What solutions can science and technology offer us?
The solution to this vicious circle is anything but simple. In the short term, one solution would be artificially reducing the aquifer level – essentially pumping water through brine pipelines out to sea. However, this infrastructure doesn’t currently exist, and developing it won’t be easy.
Over the longer term, we have to think up innovative technological solutions that will allow us to take advantage of that water and its nutrients. After all, it is quite paradoxical for us to remove the salts and nutrients from the water through conventional osmosis processes and then have to return many of those same nutrients for irrigation.
Within the framework of the collaboration agreement signed with the Massachusetts Institute of Technology (MIT), Ferrovial and Cadagua are studying the techno-economic feasibility of treating this groundwater by a combination of processes that will enable selective desalination. This would involve retaining the ions that are beneficial and necessary for plants in the irrigation water, such as calcium, magnesium, phosphate, sulfates, and of course, nitrates.
The process combines an initial stage of electrodialysis, which uses selective monovalent membranes, and a second stage that would treat the matter rejected in the first stage using electrodialysis with bipolar membranes. This way, we would obtain irrigation water that’s rich in nutrients and a by-product where unwanted ions like sodium and chlorides would be concentrated.

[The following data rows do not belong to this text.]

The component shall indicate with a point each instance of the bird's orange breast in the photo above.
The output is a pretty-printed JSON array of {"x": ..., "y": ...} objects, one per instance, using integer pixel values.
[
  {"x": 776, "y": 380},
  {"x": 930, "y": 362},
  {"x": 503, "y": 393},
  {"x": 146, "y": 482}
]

This concentrated flow could even be used to manufacture caustic soda and other compounds that are of industrial interest.
The advantages of developing this technology would have multiple environmental and economic benefits:
- Every milligram of nutrients recovered from the aquifer is one milligram less that farmers have to use, which translates into saving money.
- The aquifer’s replenishment with new nutrients would clearly be reduced.
- That would make it possible to use the aquifer sustainably, thus aiming at achieving the necessary balance between its water table and that of Mar Menor.
- The proposed technology promises less energy consumption than the traditional alternative of desalination.
This innovative solution would be of interest in other areas of the peninsula where there is high agricultural pressure and a shortage of fresh water, such as in Almería, where there are more than 30,000 hectares of greenhouses.
Envisioning the solution to Mar Menor’s problem doesn’t seem easy in the short term. However, that doesn’t mean that we have to stop thinking about medium-and long-term solutions that are sustainable both for the environment and for society.